The voice of the LORD is powerful,
The voice of the LORD is majestic.
The voice of the LORD breaks the cedars;
Yes, the LORD breaks in pieces the cedars of Lebanon.
He makes Lebanon skip like a calf,
And Sirion like a young wild ox.
The voice of the LORD hews out flames of fire.
The voice of the LORD shakes the wilderness;
The LORD shakes the wilderness of Kadesh.
The voice of the LORD makes the deer to calve
And strips the forests bare;
And in His temple everythin
g says, ‘Glory!’ ”
Lettow paused, looked up, and cast a reassuring glance at the family. “And then there are two short verses from the New Testament, which in so many ways go to the very heart of who P.J. was, and indeed of who he still is.” He looked down. “The first is from Saint Paul’s letter to the church at Ephesus, chapter 2, verses 8 and 9. ‘For by grace you have been saved through faith; and that not of yourselves, it is the gift of God, not as a result of works, so that no one may boast.’

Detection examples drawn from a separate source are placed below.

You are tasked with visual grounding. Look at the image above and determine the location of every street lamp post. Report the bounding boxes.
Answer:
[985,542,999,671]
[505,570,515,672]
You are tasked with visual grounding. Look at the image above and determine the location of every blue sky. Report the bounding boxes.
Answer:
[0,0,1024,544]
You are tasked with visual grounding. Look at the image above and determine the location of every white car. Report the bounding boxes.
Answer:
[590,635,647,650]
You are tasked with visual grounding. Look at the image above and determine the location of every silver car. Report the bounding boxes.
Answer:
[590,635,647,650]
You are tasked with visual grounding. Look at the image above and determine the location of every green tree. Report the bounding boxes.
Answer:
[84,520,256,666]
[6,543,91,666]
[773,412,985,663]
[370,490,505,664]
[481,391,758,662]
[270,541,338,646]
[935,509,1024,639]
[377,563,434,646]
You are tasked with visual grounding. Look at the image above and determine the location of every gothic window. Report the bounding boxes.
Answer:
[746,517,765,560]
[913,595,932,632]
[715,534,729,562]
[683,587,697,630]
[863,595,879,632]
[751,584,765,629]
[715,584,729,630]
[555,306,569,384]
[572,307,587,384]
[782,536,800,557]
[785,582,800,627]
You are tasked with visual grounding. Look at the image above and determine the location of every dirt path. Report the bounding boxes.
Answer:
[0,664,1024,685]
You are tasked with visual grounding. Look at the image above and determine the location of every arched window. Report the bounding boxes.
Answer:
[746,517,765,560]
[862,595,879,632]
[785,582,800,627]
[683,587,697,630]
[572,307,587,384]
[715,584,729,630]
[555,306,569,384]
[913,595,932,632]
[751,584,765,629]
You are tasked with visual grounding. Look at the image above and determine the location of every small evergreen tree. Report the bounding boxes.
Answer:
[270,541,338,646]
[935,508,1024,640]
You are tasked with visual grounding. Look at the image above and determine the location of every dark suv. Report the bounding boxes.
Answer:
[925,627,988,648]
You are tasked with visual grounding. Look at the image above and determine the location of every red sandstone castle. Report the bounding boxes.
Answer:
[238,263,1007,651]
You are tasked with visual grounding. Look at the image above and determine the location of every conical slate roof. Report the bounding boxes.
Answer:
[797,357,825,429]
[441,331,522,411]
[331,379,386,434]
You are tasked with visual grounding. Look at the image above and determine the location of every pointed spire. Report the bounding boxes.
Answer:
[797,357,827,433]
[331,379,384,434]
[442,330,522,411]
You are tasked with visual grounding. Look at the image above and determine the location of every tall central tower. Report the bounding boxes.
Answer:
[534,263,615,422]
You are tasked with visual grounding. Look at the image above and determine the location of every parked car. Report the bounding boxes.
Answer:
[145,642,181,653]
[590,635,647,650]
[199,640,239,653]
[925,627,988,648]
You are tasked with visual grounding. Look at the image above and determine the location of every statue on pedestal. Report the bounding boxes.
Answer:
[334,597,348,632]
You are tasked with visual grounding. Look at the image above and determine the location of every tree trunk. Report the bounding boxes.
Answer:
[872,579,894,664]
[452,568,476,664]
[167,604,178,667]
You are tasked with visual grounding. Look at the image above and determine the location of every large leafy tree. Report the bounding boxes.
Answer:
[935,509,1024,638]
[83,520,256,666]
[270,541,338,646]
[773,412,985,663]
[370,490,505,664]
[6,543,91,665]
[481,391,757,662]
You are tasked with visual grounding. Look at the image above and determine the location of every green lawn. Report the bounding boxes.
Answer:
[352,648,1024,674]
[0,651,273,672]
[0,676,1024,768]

“And finally, from Paul’s letter to the church at Rome, chapter 10, verses 9 and 10. ‘If you confess with your mouth Jesus as Lord, and believe in your heart that God raised Him from the dead, you will be saved; for with the heart a person believes, resulting in righteousness, and with the mouth he confesses, resulting in salvation.’ ”
Lettow closed the Bible in his hand and looked up.
“This concludes the reading of the true and everlasting Word of God. Blessed be the name of the Lord.
“The words of Holy Scripture remind us that even in death, there is yet life. The promise of the great Savior, Jesus Christ, is that if we have placed our trust in him, though we should die, so also shall we live. P.J. placed his hope and trust and confidence in that great Savior, who is the only way to God the Father, and because Jesus lives, so, too, does P.J. live.
“If you do not know Christ Jesus as your Lord and Savior, if there is doubt in your mind, doubt in your heart, if you don’t know your destination should earthly death come upon you, suddenly and unexpectedly, as earthly death came quickly for our brother-in-arms, then I invite you today to place your faith in Christ. Only in him, only through him, only by him, may we escape the fiery bondage of eternal death and be assured of life forever, on streets of gold, by precious running waters, in the presence of our glorious Savior under the wings of God the Father.